The Chinese merger review regulator, the Ministry of Commerce (MOFCOM), has just announced that it has finished an internal restructuring review and the current Consultation Division will be abolished.

No more formal consultation during PRC merger review: A shortened waiting period expected

Overview

The Chinese merger review regulator, the Ministry of Commerce (MOFCOM), has just announced that it has finished an internal restructuring review and the current Consultation Division will be abolished.

A shortened pre-acceptance phase

A shortened pre-acceptance phase

The PRC merger review process has been criticized for the long, unpredictable pre-acceptance phase for which there is no statutory time limit.
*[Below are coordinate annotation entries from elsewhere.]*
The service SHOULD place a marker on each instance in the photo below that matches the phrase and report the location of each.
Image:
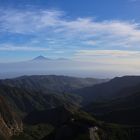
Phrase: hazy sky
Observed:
(102, 31)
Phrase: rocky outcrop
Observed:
(10, 124)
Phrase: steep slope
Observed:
(25, 101)
(50, 83)
(10, 124)
(110, 90)
(124, 110)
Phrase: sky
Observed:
(105, 32)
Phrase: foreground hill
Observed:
(10, 123)
(69, 123)
(50, 83)
(112, 89)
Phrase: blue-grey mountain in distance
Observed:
(42, 65)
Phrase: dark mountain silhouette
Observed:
(10, 123)
(109, 90)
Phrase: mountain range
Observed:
(58, 107)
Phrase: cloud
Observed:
(107, 53)
(51, 27)
(117, 58)
(6, 47)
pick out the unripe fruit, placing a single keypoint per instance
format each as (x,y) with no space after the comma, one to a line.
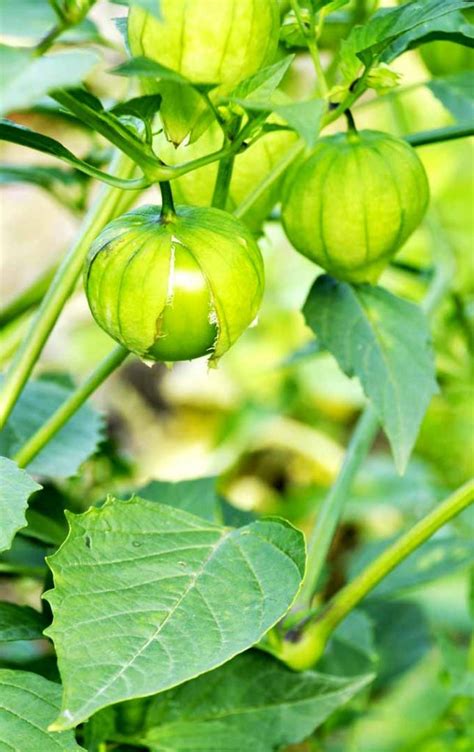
(207,41)
(354,201)
(250,167)
(178,288)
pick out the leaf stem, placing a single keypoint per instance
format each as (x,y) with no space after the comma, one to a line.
(35,443)
(104,209)
(167,204)
(332,506)
(347,598)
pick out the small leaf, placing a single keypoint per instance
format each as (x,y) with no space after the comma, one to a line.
(367,43)
(16,487)
(197,496)
(27,706)
(174,594)
(26,78)
(451,28)
(262,85)
(252,703)
(456,93)
(70,447)
(385,342)
(20,623)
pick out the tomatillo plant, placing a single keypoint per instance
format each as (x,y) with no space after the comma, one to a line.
(194,542)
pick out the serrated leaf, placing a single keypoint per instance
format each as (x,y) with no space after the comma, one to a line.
(197,496)
(456,93)
(26,78)
(28,704)
(70,447)
(252,703)
(175,595)
(365,43)
(20,623)
(16,487)
(385,342)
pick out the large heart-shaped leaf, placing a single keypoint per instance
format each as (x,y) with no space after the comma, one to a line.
(252,703)
(16,487)
(385,341)
(28,704)
(147,596)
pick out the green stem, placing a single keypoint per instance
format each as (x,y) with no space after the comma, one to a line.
(62,286)
(330,512)
(222,186)
(439,135)
(347,598)
(35,444)
(167,204)
(28,299)
(310,36)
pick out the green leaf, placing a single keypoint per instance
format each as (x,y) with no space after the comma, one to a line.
(152,6)
(70,447)
(252,703)
(173,594)
(26,78)
(456,93)
(143,67)
(28,704)
(197,496)
(451,28)
(20,623)
(434,559)
(366,43)
(141,107)
(16,487)
(262,85)
(387,346)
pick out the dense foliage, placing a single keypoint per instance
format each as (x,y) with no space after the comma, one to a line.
(246,524)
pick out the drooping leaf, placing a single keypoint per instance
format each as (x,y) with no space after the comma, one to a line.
(433,560)
(252,703)
(197,496)
(451,28)
(28,704)
(456,93)
(387,346)
(174,594)
(367,43)
(20,623)
(26,78)
(70,447)
(262,84)
(16,487)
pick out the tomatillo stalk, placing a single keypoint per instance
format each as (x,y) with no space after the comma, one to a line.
(103,210)
(35,443)
(348,598)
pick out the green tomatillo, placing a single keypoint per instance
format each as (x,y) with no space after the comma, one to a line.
(354,201)
(175,288)
(214,42)
(250,167)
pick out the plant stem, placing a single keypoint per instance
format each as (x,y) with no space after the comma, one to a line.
(221,188)
(167,203)
(439,135)
(330,512)
(35,443)
(347,598)
(63,284)
(310,36)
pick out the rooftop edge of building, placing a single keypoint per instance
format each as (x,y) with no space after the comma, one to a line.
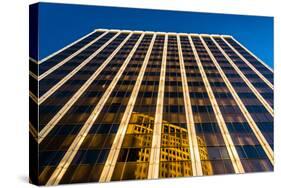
(169,33)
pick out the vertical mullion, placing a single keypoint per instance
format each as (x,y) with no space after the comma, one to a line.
(153,170)
(249,118)
(226,136)
(118,140)
(50,125)
(193,144)
(264,64)
(249,84)
(73,149)
(249,64)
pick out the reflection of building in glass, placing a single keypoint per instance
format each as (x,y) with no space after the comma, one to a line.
(121,105)
(180,155)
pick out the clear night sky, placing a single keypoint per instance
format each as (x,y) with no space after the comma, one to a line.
(61,24)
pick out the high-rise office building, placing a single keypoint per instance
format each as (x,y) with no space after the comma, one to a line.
(120,105)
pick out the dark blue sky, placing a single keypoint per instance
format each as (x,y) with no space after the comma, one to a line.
(61,24)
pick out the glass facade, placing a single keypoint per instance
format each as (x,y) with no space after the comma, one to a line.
(113,106)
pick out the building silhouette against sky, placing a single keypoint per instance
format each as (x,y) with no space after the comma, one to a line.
(120,105)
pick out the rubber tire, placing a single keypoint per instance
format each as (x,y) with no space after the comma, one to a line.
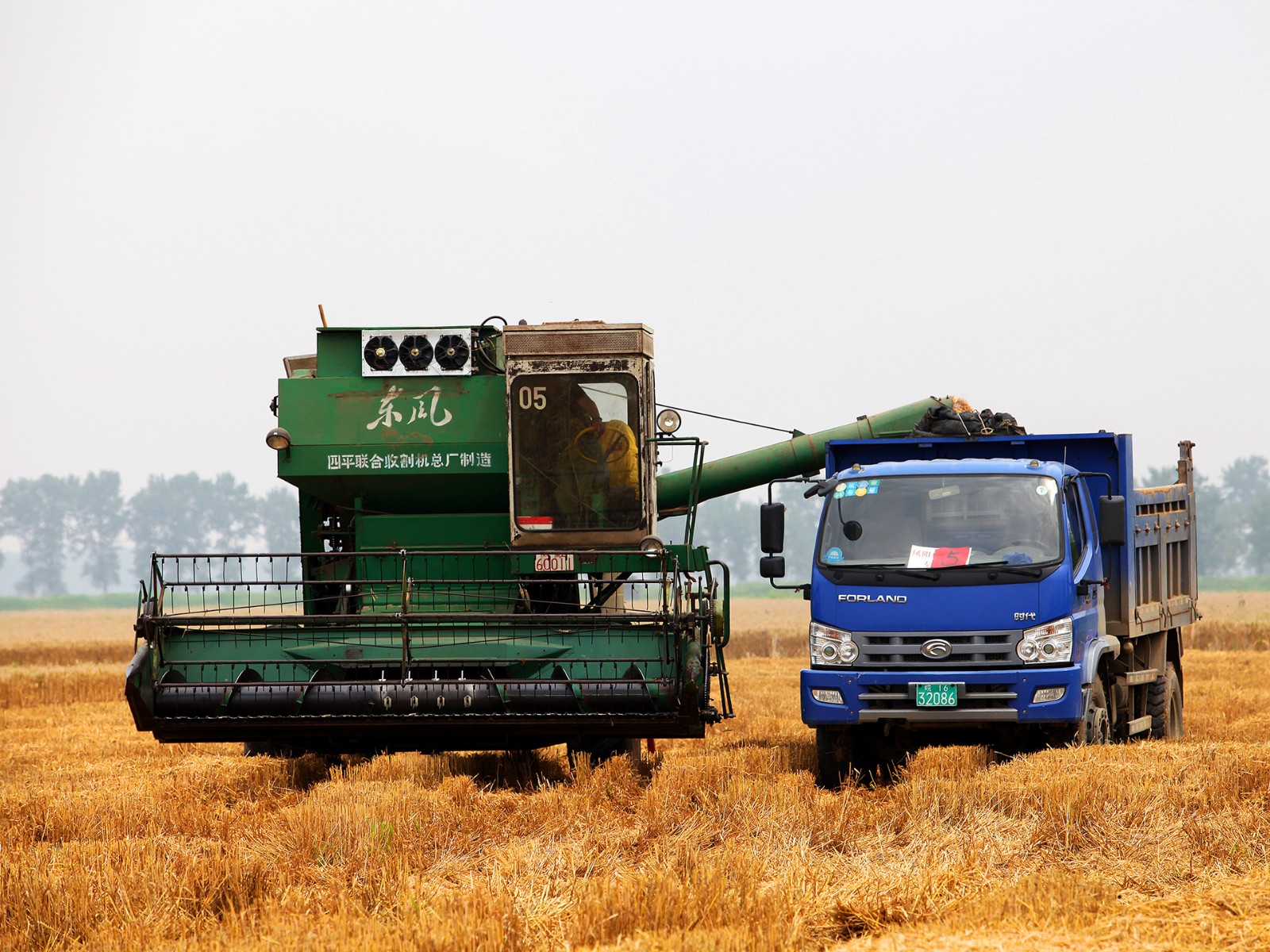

MOFCOM’s reforms seem aimed at significantly improving the current situation with the following changes: 

  • The Consultation Division will be converted into a case review team, which will work together with the other divisions to take a case from submission through to clearance.
  • The three case teams will allocate notifications among themselves by sectors. Once done, the assigned case team will contact the parties proactively and in a timely manner when they have supplemental requests.
  • There will be time limits for both the case team and the parties in respect of making and responding to supplemental requests. Overall timing of the pre-acceptance phase is anticipated to be reduced to less than one month before the formal Phase 1 review period is initiated whether a transaction is notified under the simple case route or not.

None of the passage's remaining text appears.